Zum einen sorgte Hildegard (Mogli) Schmidt (die Ehefrau von Irmin Schmidt) mit organisatorischen Kraftakten und autodidaktischen Managementfähigkeiten dafür, dass die Musik stets abgetrennt von marktwirtschaftlichen Einflüssen existieren und die Band sich dadurch auf das Wesentliche konzentrieren konnte. Zum anderen konnte Can aus eben diesen Gründen auch mit größerer Bekanntheit das autarke Verhältnis aufrechterhalten, weil Einnahmen zu einem Großteil in den Ausbau und die Erweiterung des eigenen Inner Space Studios flossen. Eine in jeder Hinsicht gemeinschaftliche Entscheidung, die es ermöglichte, fortan abseits von zeitlichem oder gar ökonomischem Druck zu arbeiten.

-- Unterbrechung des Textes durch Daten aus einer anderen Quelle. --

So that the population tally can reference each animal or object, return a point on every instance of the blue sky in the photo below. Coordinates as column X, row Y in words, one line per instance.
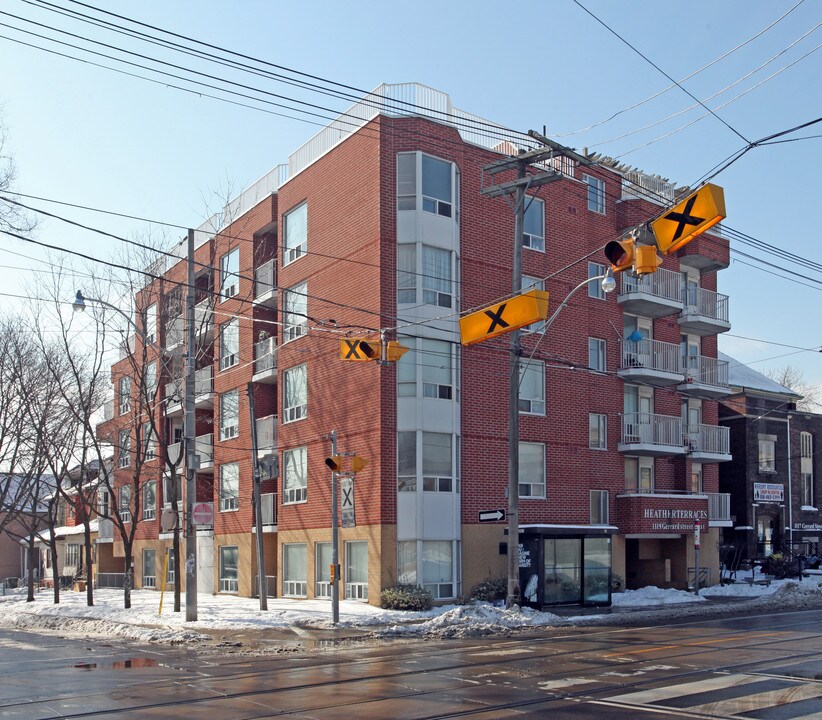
column 85, row 135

Der erste Hauptteil des mit über 540 Seiten einigermaßen opulent ausgefallenen Wälzers bezieht sich auf eben jene biografischen Ausführungen, die Rob Young mit zahlreichen Interviews und Anekdoten von Bandmitgliedern und den ihnen nahestehenden Personen unterfüttert. Die teils ausufernden Rezensionen musikalischer Arbeiten ziehen einen ohnehin ausführlichen Text mitunter zwar etwas in die Länge, Young verstrickt sich allerdings nie in unbedeutsamen Nebensächlichkeiten und stellt ausschließlich die Geschichte der Band in den Vordergrund.

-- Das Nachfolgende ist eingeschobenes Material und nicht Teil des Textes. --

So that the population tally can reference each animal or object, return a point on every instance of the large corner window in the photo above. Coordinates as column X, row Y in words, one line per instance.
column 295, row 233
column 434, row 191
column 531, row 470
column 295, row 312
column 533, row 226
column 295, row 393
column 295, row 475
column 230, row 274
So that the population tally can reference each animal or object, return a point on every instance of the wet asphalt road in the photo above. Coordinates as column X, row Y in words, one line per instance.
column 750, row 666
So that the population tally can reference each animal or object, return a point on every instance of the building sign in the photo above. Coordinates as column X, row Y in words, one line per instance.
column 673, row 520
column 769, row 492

Im zweiten, kürzeren Teil von „All Gates Open“ findet man sich hingegen in verschiedenen Gesprächen wieder, die Irmin Schmidt über die Jahre mit Personen wie Mark E. Smith, Hans Ulrich Obrist und Wim Wenders geführt hat. Diese dialogischen Auseinandersetzungen sind interessant strukturierte Momentaufnahmen und offenbaren in Kombination mit den Tagebucheinträgen Irmin Schmidts teilweise ungewohnte Perspektivenwechsel, die gerade im Kontext der Biografie erweiterte Einblicke in das Wirken von Can ermöglichen. Zusammen mit den eingeschobenen und von Schmidt vor allem in seiner Wahlheimat Roussillion im Süden Frankreichs durchlebten und aufgezeichneten Traumerlebnissen wird man Teil seiner Gedankenwelt und damit irgendwie auch Teil des Can-Universums. „All Gates Open“ bietet großartige Einblicke in das Wirken einer Band, die alles anders und damit vieles neu machen sollte. Halleluwah!
Rob Young & Irmin Schmidt, „All Gates Open – The Story of Can“, ist bei Faber & Faber erschienen und liegt zur Zeit nur auf Englisch vor.